The TOPLESS corepressor regulates developmental switches in the bryophyte Physcomitrium patens that were critical for plant terrestrialisation

Abstract

The plant-specific TOPLESS (TPL) family of transcriptional corepressors is integral to multiple angiosperm developmental processes. Despite this, we know little about TPL function in other plants. To address this gap, we investigated the roles TPL plays in the bryophyte Physcomitrium patens, which diverged from angiosperms approximately 0.5 billion years ago.
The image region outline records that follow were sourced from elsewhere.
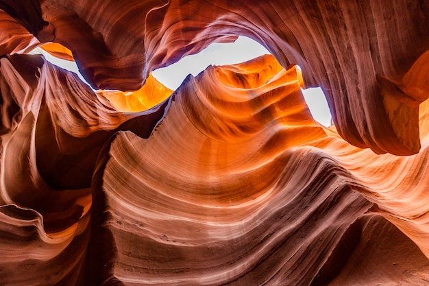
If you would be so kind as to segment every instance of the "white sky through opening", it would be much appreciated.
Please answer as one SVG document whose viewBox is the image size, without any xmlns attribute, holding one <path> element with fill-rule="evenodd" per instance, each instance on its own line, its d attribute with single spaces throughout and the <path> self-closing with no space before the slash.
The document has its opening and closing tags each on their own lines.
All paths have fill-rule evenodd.
<svg viewBox="0 0 429 286">
<path fill-rule="evenodd" d="M 54 57 L 40 48 L 29 53 L 42 53 L 46 60 L 62 69 L 71 71 L 88 84 L 79 72 L 75 62 Z M 152 75 L 170 89 L 175 90 L 188 74 L 196 76 L 211 65 L 232 64 L 252 60 L 269 52 L 258 43 L 239 36 L 232 43 L 213 43 L 201 52 L 183 58 L 179 62 L 152 71 Z M 313 118 L 325 126 L 331 125 L 331 115 L 323 93 L 319 87 L 303 89 L 304 99 Z"/>
</svg>

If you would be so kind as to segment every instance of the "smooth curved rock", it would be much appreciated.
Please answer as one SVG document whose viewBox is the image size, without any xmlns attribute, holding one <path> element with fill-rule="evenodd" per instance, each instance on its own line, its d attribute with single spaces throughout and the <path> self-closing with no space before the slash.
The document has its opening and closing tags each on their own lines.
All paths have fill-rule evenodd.
<svg viewBox="0 0 429 286">
<path fill-rule="evenodd" d="M 427 285 L 426 2 L 25 3 L 0 1 L 0 284 Z M 147 78 L 236 35 L 273 56 Z M 147 85 L 16 54 L 48 42 Z"/>
</svg>

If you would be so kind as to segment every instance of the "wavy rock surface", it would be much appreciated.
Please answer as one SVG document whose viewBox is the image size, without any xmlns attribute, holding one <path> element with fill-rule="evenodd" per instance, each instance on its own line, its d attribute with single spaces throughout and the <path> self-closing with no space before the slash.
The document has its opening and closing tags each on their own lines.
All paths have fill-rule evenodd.
<svg viewBox="0 0 429 286">
<path fill-rule="evenodd" d="M 429 6 L 408 2 L 0 1 L 0 285 L 427 285 Z M 169 97 L 149 75 L 236 35 L 273 56 Z M 50 41 L 138 91 L 15 54 Z"/>
</svg>

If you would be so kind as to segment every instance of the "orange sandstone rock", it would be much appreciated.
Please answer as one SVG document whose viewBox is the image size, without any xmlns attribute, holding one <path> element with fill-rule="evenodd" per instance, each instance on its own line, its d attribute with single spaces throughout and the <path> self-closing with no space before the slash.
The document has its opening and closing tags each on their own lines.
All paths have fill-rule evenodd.
<svg viewBox="0 0 429 286">
<path fill-rule="evenodd" d="M 427 285 L 429 4 L 409 2 L 0 1 L 0 284 Z M 273 56 L 171 96 L 149 76 L 237 35 Z M 123 91 L 16 54 L 48 43 Z"/>
</svg>

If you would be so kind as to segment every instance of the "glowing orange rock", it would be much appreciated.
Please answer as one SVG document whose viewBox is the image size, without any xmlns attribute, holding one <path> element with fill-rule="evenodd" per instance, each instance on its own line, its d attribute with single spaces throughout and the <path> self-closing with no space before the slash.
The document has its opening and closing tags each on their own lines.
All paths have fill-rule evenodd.
<svg viewBox="0 0 429 286">
<path fill-rule="evenodd" d="M 427 285 L 429 3 L 0 8 L 0 283 Z M 148 78 L 236 35 L 273 56 L 171 97 Z M 93 86 L 149 91 L 97 94 L 14 54 L 51 42 Z M 303 100 L 317 84 L 336 127 Z M 161 102 L 113 106 L 143 94 Z"/>
<path fill-rule="evenodd" d="M 127 112 L 146 110 L 164 101 L 173 91 L 165 87 L 152 75 L 138 91 L 98 91 L 99 96 L 106 97 L 117 110 Z"/>
</svg>

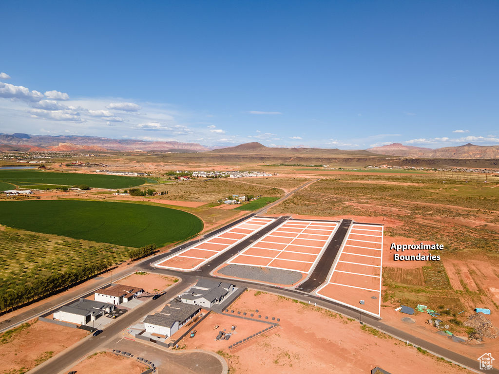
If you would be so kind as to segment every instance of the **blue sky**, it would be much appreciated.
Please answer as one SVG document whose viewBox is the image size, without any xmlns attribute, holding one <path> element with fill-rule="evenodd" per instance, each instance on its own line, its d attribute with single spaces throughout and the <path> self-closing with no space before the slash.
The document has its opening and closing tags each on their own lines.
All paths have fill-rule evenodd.
<svg viewBox="0 0 499 374">
<path fill-rule="evenodd" d="M 1 8 L 0 132 L 209 146 L 499 144 L 497 1 Z"/>
</svg>

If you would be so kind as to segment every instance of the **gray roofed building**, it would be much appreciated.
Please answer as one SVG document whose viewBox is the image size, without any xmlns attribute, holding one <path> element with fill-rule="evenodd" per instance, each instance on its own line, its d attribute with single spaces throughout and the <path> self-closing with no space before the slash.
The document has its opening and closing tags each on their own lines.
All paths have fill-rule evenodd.
<svg viewBox="0 0 499 374">
<path fill-rule="evenodd" d="M 235 286 L 227 282 L 200 279 L 180 297 L 183 303 L 211 308 L 220 304 L 235 289 Z"/>
<path fill-rule="evenodd" d="M 159 313 L 147 316 L 144 320 L 146 331 L 171 336 L 201 311 L 199 305 L 173 300 Z"/>
<path fill-rule="evenodd" d="M 115 307 L 112 304 L 80 299 L 78 301 L 61 307 L 54 313 L 53 318 L 66 322 L 84 325 L 114 310 Z"/>
<path fill-rule="evenodd" d="M 60 310 L 63 312 L 73 313 L 81 316 L 85 316 L 88 313 L 100 313 L 102 311 L 109 312 L 114 309 L 114 306 L 112 304 L 103 303 L 102 302 L 89 300 L 87 299 L 80 299 L 69 305 L 62 307 Z"/>
<path fill-rule="evenodd" d="M 175 323 L 175 320 L 167 317 L 161 313 L 155 313 L 149 315 L 144 320 L 145 323 L 151 325 L 157 325 L 158 326 L 171 328 Z"/>
</svg>

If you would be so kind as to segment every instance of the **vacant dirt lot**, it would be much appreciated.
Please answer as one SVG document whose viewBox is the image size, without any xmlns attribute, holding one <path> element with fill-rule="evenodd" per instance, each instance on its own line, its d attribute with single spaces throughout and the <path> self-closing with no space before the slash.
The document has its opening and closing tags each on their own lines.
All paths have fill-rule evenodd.
<svg viewBox="0 0 499 374">
<path fill-rule="evenodd" d="M 149 367 L 134 359 L 117 356 L 109 352 L 98 352 L 89 356 L 71 370 L 78 374 L 94 374 L 97 368 L 100 373 L 140 374 Z"/>
<path fill-rule="evenodd" d="M 87 332 L 37 320 L 0 335 L 0 373 L 25 373 L 86 336 Z M 11 330 L 11 331 L 12 331 Z"/>
<path fill-rule="evenodd" d="M 141 287 L 144 290 L 153 293 L 171 286 L 177 278 L 152 273 L 135 273 L 119 280 L 120 284 Z"/>
<path fill-rule="evenodd" d="M 258 309 L 257 314 L 279 318 L 280 326 L 229 350 L 231 340 L 225 344 L 215 341 L 216 331 L 210 330 L 213 323 L 210 322 L 206 324 L 208 326 L 198 329 L 199 334 L 203 329 L 203 333 L 207 334 L 208 338 L 203 338 L 202 342 L 200 335 L 199 343 L 195 344 L 194 338 L 186 339 L 185 344 L 189 348 L 201 346 L 213 352 L 223 351 L 219 353 L 230 358 L 231 366 L 240 374 L 358 374 L 369 373 L 375 366 L 397 373 L 400 371 L 401 358 L 403 358 L 405 373 L 466 372 L 455 366 L 437 361 L 433 356 L 420 353 L 397 340 L 383 335 L 376 336 L 377 333 L 369 329 L 363 331 L 357 322 L 281 297 L 250 290 L 231 309 L 242 313 L 255 313 L 255 309 Z M 235 319 L 220 315 L 217 318 L 221 328 L 230 326 L 232 320 Z M 359 352 L 369 354 L 359 355 Z"/>
</svg>

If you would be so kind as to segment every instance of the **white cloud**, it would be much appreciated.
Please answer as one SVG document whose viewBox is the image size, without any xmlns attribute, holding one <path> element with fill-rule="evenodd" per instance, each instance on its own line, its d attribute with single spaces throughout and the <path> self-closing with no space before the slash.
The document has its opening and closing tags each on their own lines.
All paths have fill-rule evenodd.
<svg viewBox="0 0 499 374">
<path fill-rule="evenodd" d="M 140 107 L 133 103 L 111 103 L 106 105 L 106 108 L 124 112 L 138 112 L 140 109 Z"/>
<path fill-rule="evenodd" d="M 158 122 L 147 122 L 147 123 L 140 123 L 136 126 L 136 128 L 140 129 L 141 130 L 171 130 L 171 128 L 166 126 L 164 125 L 162 125 Z"/>
<path fill-rule="evenodd" d="M 124 122 L 125 120 L 121 117 L 107 117 L 104 118 L 107 121 L 111 122 Z"/>
<path fill-rule="evenodd" d="M 44 109 L 30 109 L 28 111 L 31 117 L 43 118 L 54 121 L 70 121 L 81 122 L 79 114 L 71 110 L 45 110 Z"/>
<path fill-rule="evenodd" d="M 430 138 L 426 139 L 420 138 L 417 139 L 411 139 L 403 143 L 406 144 L 442 144 L 450 146 L 452 144 L 458 144 L 463 143 L 473 142 L 479 143 L 499 143 L 499 138 L 493 135 L 485 136 L 465 136 L 462 138 L 450 138 L 447 137 L 443 138 Z"/>
<path fill-rule="evenodd" d="M 358 147 L 358 144 L 353 144 L 350 143 L 343 143 L 343 142 L 340 142 L 339 140 L 336 140 L 335 139 L 329 139 L 329 141 L 326 143 L 326 144 L 330 146 L 339 146 L 343 147 Z"/>
<path fill-rule="evenodd" d="M 69 95 L 65 92 L 61 92 L 59 91 L 47 91 L 45 92 L 45 96 L 49 99 L 55 99 L 58 100 L 68 100 Z"/>
<path fill-rule="evenodd" d="M 31 104 L 31 106 L 33 108 L 45 109 L 45 110 L 64 110 L 67 109 L 73 109 L 69 108 L 55 100 L 40 100 L 37 102 L 33 103 Z"/>
<path fill-rule="evenodd" d="M 43 94 L 37 91 L 30 91 L 29 88 L 23 86 L 14 86 L 0 82 L 0 97 L 35 102 L 41 100 Z"/>
<path fill-rule="evenodd" d="M 164 125 L 159 122 L 141 123 L 136 126 L 134 128 L 152 131 L 170 131 L 175 135 L 193 134 L 192 130 L 182 125 Z"/>
<path fill-rule="evenodd" d="M 92 117 L 114 117 L 114 115 L 108 110 L 91 110 L 88 111 L 88 114 Z"/>
<path fill-rule="evenodd" d="M 250 110 L 248 112 L 251 114 L 282 114 L 280 112 L 261 112 L 259 110 Z"/>
<path fill-rule="evenodd" d="M 381 142 L 380 143 L 376 143 L 374 144 L 371 144 L 370 146 L 371 148 L 374 148 L 375 147 L 381 147 L 382 146 L 387 146 L 389 144 L 391 144 L 393 142 Z"/>
</svg>

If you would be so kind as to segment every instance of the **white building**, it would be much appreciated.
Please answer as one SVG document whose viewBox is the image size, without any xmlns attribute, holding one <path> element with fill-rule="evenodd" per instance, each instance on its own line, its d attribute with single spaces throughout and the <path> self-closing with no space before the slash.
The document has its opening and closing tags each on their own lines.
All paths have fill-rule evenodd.
<svg viewBox="0 0 499 374">
<path fill-rule="evenodd" d="M 201 279 L 196 286 L 183 294 L 180 298 L 186 304 L 211 308 L 221 304 L 235 290 L 236 286 L 230 283 Z"/>
<path fill-rule="evenodd" d="M 86 299 L 62 307 L 53 314 L 53 319 L 85 325 L 114 310 L 115 307 L 110 304 Z"/>
<path fill-rule="evenodd" d="M 119 305 L 135 299 L 143 292 L 143 289 L 138 287 L 115 284 L 107 288 L 97 290 L 95 291 L 94 297 L 96 301 Z"/>
<path fill-rule="evenodd" d="M 199 306 L 174 300 L 160 313 L 146 317 L 144 320 L 144 328 L 151 334 L 171 337 L 201 311 Z"/>
<path fill-rule="evenodd" d="M 13 196 L 15 195 L 30 195 L 32 194 L 33 191 L 30 189 L 6 189 L 3 192 L 7 196 Z"/>
</svg>

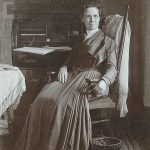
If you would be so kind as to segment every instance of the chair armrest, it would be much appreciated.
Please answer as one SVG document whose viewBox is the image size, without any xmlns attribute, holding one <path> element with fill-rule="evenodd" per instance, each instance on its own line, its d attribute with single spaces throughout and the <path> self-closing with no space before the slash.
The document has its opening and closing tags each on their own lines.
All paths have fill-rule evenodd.
<svg viewBox="0 0 150 150">
<path fill-rule="evenodd" d="M 57 75 L 57 71 L 47 71 L 48 83 L 52 81 L 52 78 Z"/>
</svg>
Although complete loss of PpTPL function is lethal, transgenic lines with reduced PpTPL activity revealed that PpTPLs are essential for two fundamental developmental switches in this plant: the transitions from basal photosynthetic filaments (chloronemata) to specialised foraging filaments (caulonemata) and from two-dimensional (2D) to three-dimensional (3D) growth. Using a transcriptomics approach, we integrated PpTPL into the regulatory network governing 3D growth and we propose that PpTPLs represent another important class of regulators that are essential for the 2D-to-3D developmental switch. Transcriptomics also revealed a previously unknown role for PpTPL in the regulation of flavonoids. Intriguingly, 3D growth and the formation of caulonemata were crucial innovations that facilitated the colonisation of land by plants, a major transformative event in the history of life on Earth. We conclude that TPL, which existed before the land plants, was co-opted into new developmental pathways, enabling phytoterrestrialisation and the evolution of land plants.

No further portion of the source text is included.